И только потом он, понизив голос пустился в признания:

— В тот вечер они нас заметили. Домициана сбили с ног, а я смог убежать. Больше ничего не знаю. Но я их видел, видел лицо убийцы. Нам все время казалось, что кто-то движется за нами в сторону руин. Мы постоянно оборачивались и наконец заметили вдалеке всадника. Но не доезжая до развалин, он исчез, и мы подумали, что это случайность, просто ему надо было в деревню. А может, он тоже был из секты. Из-за него мне стало как-то не по себе…

Ломбарди кивнул, молча пропустил студента вперед и задумчиво вышел следом.

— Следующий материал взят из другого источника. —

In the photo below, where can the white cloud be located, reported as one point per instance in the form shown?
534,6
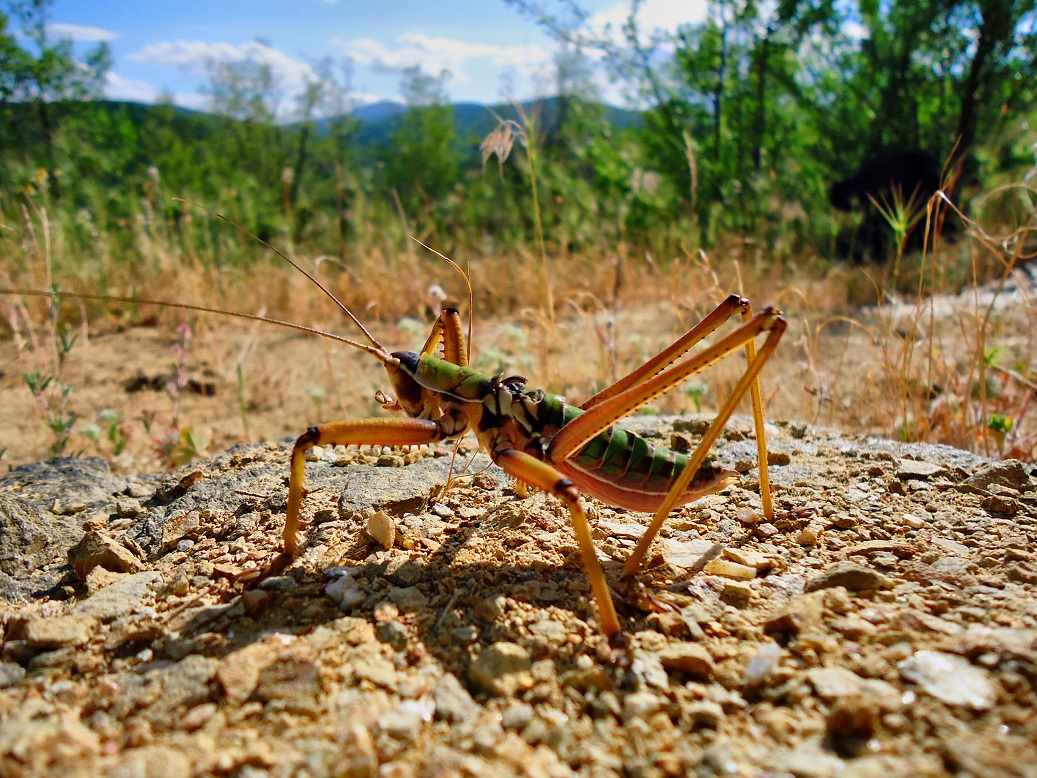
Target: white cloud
653,16
195,56
117,87
436,54
79,32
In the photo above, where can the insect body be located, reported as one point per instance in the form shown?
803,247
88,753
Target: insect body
541,441
561,449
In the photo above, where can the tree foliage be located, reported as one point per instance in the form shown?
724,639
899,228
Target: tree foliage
747,114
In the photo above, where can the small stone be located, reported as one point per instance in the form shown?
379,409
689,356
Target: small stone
844,521
802,614
750,558
177,526
404,723
689,658
128,508
729,570
120,599
239,671
852,577
393,633
408,599
999,505
899,548
345,592
1009,473
376,670
704,715
382,528
950,678
766,530
808,535
150,761
736,593
762,664
97,549
850,724
62,632
914,522
832,683
290,678
10,674
640,705
748,516
453,703
502,669
516,716
685,553
358,756
915,470
443,511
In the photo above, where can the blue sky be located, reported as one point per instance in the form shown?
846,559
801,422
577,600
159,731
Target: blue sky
166,47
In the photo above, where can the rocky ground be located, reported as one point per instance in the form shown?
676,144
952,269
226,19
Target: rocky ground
884,623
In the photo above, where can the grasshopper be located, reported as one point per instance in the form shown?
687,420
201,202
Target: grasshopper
536,437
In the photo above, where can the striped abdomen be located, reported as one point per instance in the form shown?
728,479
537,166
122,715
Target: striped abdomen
623,469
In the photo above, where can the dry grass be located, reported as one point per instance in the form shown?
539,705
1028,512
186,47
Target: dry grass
958,370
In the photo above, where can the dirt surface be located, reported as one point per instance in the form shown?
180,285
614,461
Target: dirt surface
883,623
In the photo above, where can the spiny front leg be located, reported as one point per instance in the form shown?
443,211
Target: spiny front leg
541,475
407,432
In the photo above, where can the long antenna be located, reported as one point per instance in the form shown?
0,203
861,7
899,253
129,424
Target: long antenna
290,261
468,282
376,351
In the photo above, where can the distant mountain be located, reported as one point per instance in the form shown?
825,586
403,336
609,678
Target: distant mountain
474,119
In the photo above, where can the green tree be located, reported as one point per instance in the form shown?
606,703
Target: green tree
48,77
422,162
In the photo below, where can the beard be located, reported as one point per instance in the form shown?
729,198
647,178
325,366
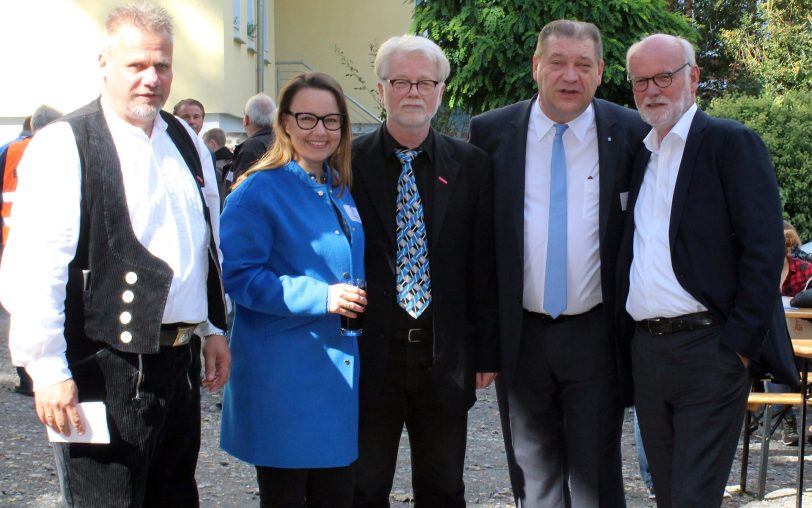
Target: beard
667,117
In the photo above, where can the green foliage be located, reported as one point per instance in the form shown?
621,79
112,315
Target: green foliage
490,43
775,45
785,124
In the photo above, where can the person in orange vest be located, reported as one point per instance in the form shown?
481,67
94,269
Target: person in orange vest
9,159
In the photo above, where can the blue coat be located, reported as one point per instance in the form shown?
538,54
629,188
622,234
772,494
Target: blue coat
292,398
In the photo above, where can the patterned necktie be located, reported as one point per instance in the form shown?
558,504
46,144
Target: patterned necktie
413,281
555,275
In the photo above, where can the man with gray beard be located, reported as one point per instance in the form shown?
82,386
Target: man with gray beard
111,267
699,272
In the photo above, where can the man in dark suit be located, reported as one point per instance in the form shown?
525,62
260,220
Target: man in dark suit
699,274
426,202
563,381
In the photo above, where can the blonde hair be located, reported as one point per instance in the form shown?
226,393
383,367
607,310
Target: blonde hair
281,151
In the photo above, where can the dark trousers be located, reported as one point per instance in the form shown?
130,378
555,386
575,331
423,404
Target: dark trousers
153,414
562,419
305,488
690,394
437,439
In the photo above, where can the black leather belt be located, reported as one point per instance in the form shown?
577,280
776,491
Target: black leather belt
413,335
176,334
560,319
686,323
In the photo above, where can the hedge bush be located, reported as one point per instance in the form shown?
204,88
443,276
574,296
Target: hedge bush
785,124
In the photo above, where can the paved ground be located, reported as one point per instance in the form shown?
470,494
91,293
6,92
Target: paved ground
28,478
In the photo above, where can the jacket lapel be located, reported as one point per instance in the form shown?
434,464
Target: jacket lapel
446,172
686,168
371,177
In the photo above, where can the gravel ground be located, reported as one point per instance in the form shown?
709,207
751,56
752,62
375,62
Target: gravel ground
28,477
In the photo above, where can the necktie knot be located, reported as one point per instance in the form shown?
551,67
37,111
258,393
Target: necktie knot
405,155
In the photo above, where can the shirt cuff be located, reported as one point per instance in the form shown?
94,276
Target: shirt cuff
49,371
205,329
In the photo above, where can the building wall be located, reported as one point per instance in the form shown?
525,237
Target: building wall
52,49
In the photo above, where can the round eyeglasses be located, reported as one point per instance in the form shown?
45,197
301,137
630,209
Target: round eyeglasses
404,86
662,80
308,121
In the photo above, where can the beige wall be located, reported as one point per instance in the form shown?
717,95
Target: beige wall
305,33
52,48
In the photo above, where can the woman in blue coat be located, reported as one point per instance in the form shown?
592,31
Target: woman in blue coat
291,239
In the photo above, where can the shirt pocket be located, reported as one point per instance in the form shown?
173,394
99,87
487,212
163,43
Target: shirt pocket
591,198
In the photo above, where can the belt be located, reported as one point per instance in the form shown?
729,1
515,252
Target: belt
176,334
561,318
686,323
414,335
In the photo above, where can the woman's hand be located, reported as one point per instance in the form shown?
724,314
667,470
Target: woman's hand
346,300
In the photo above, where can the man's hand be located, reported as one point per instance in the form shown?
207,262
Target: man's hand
57,405
217,362
484,379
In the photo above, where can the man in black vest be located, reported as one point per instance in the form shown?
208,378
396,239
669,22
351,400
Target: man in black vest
113,268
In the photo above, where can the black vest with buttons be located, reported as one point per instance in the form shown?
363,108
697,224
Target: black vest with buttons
117,289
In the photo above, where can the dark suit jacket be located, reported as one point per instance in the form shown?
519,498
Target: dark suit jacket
503,134
726,236
462,267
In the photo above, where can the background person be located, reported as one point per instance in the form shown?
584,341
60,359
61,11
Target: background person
192,112
292,238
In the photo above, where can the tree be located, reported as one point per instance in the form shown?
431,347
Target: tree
490,43
775,45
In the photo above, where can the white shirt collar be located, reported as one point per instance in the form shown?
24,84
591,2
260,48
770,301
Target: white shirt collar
579,125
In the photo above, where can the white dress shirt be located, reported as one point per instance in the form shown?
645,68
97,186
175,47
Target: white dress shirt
583,192
166,215
653,287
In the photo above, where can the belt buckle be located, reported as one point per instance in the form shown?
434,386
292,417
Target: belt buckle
184,336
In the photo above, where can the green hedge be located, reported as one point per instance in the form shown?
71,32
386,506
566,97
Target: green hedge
785,125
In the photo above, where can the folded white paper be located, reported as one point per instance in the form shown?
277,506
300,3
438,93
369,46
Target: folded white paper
94,418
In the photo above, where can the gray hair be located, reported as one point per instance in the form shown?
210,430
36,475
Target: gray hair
43,116
687,48
260,110
147,17
411,44
570,29
217,135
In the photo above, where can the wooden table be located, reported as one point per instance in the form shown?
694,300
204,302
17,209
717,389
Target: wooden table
802,349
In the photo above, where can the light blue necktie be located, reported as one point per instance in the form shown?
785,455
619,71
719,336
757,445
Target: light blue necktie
555,275
413,278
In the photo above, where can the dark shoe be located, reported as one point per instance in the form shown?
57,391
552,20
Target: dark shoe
789,431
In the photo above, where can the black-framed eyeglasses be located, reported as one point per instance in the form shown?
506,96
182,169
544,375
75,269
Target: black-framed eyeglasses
308,121
404,86
662,80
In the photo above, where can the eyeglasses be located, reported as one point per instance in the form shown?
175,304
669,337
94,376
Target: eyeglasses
404,86
308,121
662,80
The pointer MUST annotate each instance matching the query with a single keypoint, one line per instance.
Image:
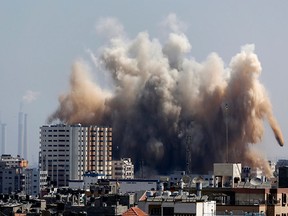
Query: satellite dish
(255, 181)
(186, 179)
(198, 179)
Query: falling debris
(161, 96)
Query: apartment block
(123, 169)
(68, 151)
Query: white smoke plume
(30, 96)
(164, 101)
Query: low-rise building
(181, 204)
(123, 169)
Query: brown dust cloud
(164, 103)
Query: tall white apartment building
(68, 151)
(123, 169)
(35, 180)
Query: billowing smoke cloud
(165, 104)
(30, 96)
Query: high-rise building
(68, 151)
(12, 177)
(35, 180)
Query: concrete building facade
(123, 169)
(68, 151)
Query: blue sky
(39, 41)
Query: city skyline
(41, 41)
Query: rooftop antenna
(188, 155)
(226, 124)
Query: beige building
(68, 151)
(123, 169)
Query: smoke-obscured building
(123, 169)
(68, 151)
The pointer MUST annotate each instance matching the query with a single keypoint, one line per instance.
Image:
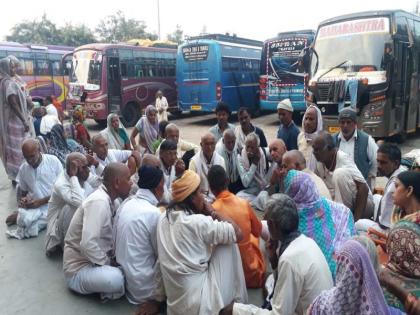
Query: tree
(76, 35)
(42, 32)
(116, 28)
(177, 36)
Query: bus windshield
(87, 69)
(351, 47)
(283, 55)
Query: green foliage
(177, 36)
(118, 28)
(113, 28)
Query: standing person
(68, 193)
(288, 131)
(300, 269)
(116, 134)
(360, 146)
(59, 145)
(161, 106)
(148, 130)
(200, 261)
(82, 135)
(246, 127)
(15, 119)
(312, 125)
(342, 177)
(204, 160)
(240, 211)
(35, 181)
(228, 150)
(87, 262)
(135, 226)
(222, 115)
(357, 290)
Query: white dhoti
(58, 225)
(106, 280)
(345, 191)
(29, 222)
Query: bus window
(402, 26)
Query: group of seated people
(187, 229)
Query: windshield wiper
(332, 68)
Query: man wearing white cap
(288, 131)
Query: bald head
(294, 159)
(150, 160)
(31, 152)
(208, 145)
(277, 148)
(172, 132)
(116, 178)
(229, 139)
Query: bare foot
(11, 219)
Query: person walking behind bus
(148, 130)
(222, 115)
(360, 146)
(312, 124)
(288, 131)
(161, 106)
(15, 117)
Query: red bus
(120, 78)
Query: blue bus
(213, 68)
(282, 69)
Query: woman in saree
(328, 223)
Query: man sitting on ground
(185, 149)
(294, 160)
(35, 179)
(253, 169)
(69, 191)
(301, 270)
(389, 159)
(227, 149)
(103, 156)
(246, 127)
(222, 115)
(204, 160)
(168, 165)
(88, 245)
(288, 131)
(342, 177)
(360, 146)
(135, 237)
(240, 211)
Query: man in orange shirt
(240, 211)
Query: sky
(255, 19)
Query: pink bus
(120, 78)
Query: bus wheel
(131, 114)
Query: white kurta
(38, 182)
(303, 274)
(113, 156)
(199, 165)
(135, 245)
(199, 277)
(67, 195)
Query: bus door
(114, 85)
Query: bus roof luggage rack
(227, 38)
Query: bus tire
(131, 114)
(400, 137)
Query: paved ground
(30, 283)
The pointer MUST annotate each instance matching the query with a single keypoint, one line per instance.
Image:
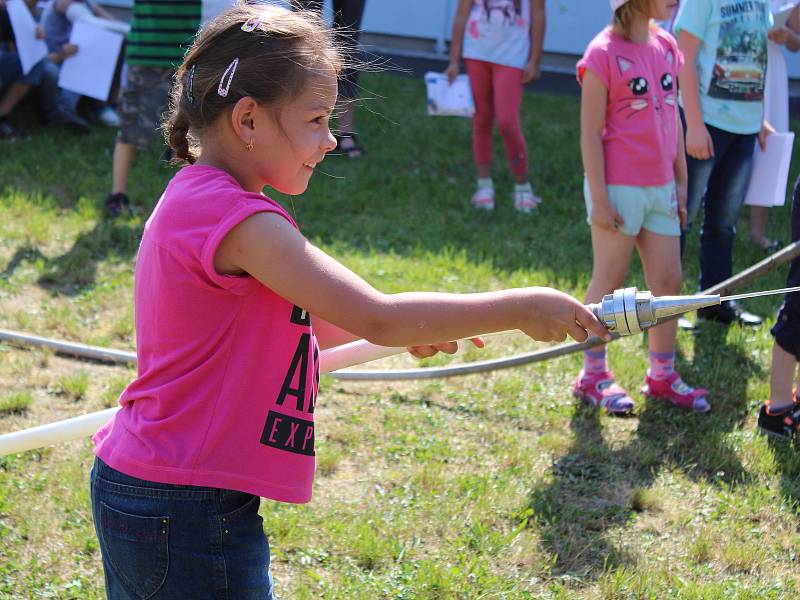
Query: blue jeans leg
(724, 198)
(718, 185)
(162, 541)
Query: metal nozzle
(629, 311)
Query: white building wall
(571, 24)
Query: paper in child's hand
(445, 98)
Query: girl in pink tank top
(232, 306)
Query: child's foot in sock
(600, 389)
(780, 421)
(678, 392)
(524, 198)
(483, 197)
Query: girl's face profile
(289, 142)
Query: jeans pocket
(136, 548)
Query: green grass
(16, 402)
(497, 486)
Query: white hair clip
(224, 85)
(251, 24)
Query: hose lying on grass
(331, 360)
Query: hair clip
(224, 85)
(190, 86)
(251, 24)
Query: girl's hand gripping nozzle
(629, 311)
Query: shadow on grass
(593, 487)
(76, 270)
(787, 461)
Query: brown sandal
(347, 145)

Раньше у Лаурьена было другое представление о музыке. О звуках, о мягкой и светлой, глубокой или смешанной гармонии. Конечно, разговоров о гармонии было много, но с тех пор, как начались занятия музыкой, он ни разу не слышал ни одного музыкального звука. Вместо этого наизусть зубрил интервалы и Пифагорову музыкальную теорию. В этом не было ничего живого, иногда Лаурьену хотелось прямо посреди лекции сбежать в церковь, к настоящему пению. Когда он услышал хорал, ему полегчало. Словно отпали все муки и сомнения, и как будто кто-то посоветовал ему относиться ко всему проще. Зло может притаиться где угодно, но такова жизнь, и каждый строит ее на свой лад. Лаурьен знал, что у него это получается плохо. В грозу он ждал, что в его комнату вот-вот ударит молния, за любым брошенным в его сторону недовольным взглядом видел сверкание спрятанного под рубахой ножа, да и вообще всегда предполагал самое плохое. Именно по этой причине он всегда восхищался Домицианом, который вел себя противоположным образом: в любой ситуации старался найти хорошее, а позлиться еще будут поводы. Лаурьену было полезно иметь рядом человека, который относился к жизни так легко. Но теперь у него появился друг, фатально на него похожий. Наблюдая за ним, Лаурьен отчетливо понял, каков он сам. Меланхоличен и пессимистичен, как безрадостный осенний день, тяжелый от туч. Иосиф редко смеялся, а если и смеялся, то казалось, что при этом он нарушает данный кому-то обет. Он не слишком разговорчив, хотя и хорошо образован. На многие вопросы, которые задавал ему Лаурьен, он всегда имел наготове ответ, как будто дома у него столько же книг, сколько у других людей яблок. Стоит только протянуть руку — и вот они, книги. Еще ни разу он не пригласил Лаурьена к себе, казалось, такая мысль даже не приходит ему в голову. Может быть, он стыдится своего жилища? Вообще-то в этом есть резон. На Шпильмансгассе живут только те, кто не может позволить себе что-нибудь получше, в основном слуги, нищие и погонщики скота из Польши. Если он никогда не приглашает своего нового друга к себе, значит, есть какие-то причины, думал Лаурьен. А ведь Иосиф живет совсем недалеко от схолариума.